Literature DB >> 21492926

6-month versus 36-month isoniazid preventive treatment for tuberculosis in adults with HIV infection in Botswana: a randomised, double-blind, placebo-controlled trial.

Taraz Samandari1, Tefera B Agizew, Samba Nyirenda, Zegabriel Tedla, Thabisa Sibanda, Nong Shang, Barudi Mosimaneotsile, Oaitse I Motsamai, Lorna Bozeman, Margarett K Davis, Elizabeth A Talbot, Themba L Moeti, Howard J Moffat, Peter H Kilmarx, Kenneth G Castro, Charles D Wells.   

Abstract

BACKGROUND: In accordance with WHO guidelines, people with HIV infection in Botswana receive daily isoniazid preventive therapy against tuberculosis without obtaining a tuberculin skin test, but duration of prophylaxis is restricted to 6 months. We aimed to assess effectiveness of extended isoniazid therapy.
METHODS: In our randomised, double-blind, placebo-controlled trial we enrolled adults infected with HIV aged 18 years or older at government HIV-care clinics in Botswana. Exclusion criteria included current illness such as cough and an abnormal chest radiograph without antecedent tuberculosis or pneumonia.
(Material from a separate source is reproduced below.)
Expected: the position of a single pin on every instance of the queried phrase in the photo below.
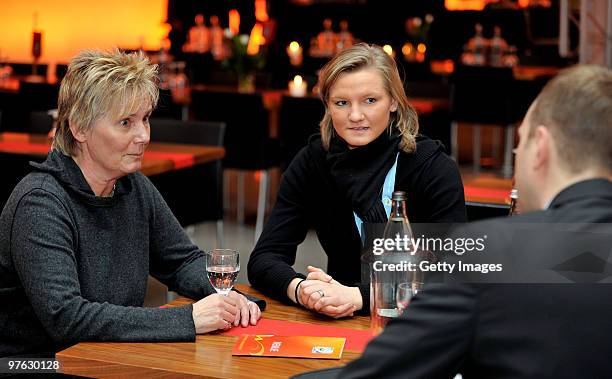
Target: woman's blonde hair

Eligible individuals were randomly allocated (1:1) to receive 6 months' open-label isoniazid followed by 30 months' masked placebo (control group) or 6 months' open-label isoniazid followed by 30 months' masked isoniazid (continued isoniazid group) on the basis of a computer-generated randomisation list with permuted blocks of ten at each clinic. Antiretroviral therapy was provided if participants had CD4-positive lymphocyte counts of fewer than 200 cells per μL. We used Cox regression analysis and the log-rank test to compare incident tuberculosis in the groups. Cox regression models were used to estimate the effect of antiretroviral therapy. The trial is registered at ClinicalTrials.gov, number NCT00164281.
FINDINGS: Between Nov 26, 2004, and July 3, 2009, we recorded 34 (3·4%) cases of incident tuberculosis in 989 participants allocated to the control group and 20 (2·0%) in 1006 allocated to the continued isoniazid group (incidence 1·26% per year vs 0·72%; hazard ratio 0·57, 95% CI 0·33-0·99, p=0·047). Tuberculosis incidence in those individuals receiving placebo escalated approximately 200 days after completion of open-label isoniazid. Participants who were tuberculin skin test positive (ie, ≥5 mm induration) at enrolment received a substantial benefit from continued isoniazid treatment (0·26, 0·09-0·80, p=0·02), whereas participants who were tuberculin skin test-negative received no significant benefit (0·75, 0·38-1·46, p=0·40). By study completion, 946 (47%) of 1995 participants had initiated antiretroviral therapy. Tuberculosis incidence was reduced by 50% in those receiving 360 days of antiretroviral therapy compared with participants receiving no antiretroviral therapy (adjusted hazard ratio 0·50, 95% CI 0·26-0·97). Severe adverse events and death were much the same in the control and continued isoniazid groups.
INTERPRETATION: In a tuberculosis-endemic setting, 36 months' isoniazid prophylaxis was more effective for prevention of tuberculosis than was 6-month prophylaxis in individuals with HIV infection, and chiefly benefited those who were tuberculin skin test positive. FUNDING: US Centers for Disease Control and Prevention and US Agency for International Development.
Copyright © 2011 Elsevier Ltd. All rights reserved.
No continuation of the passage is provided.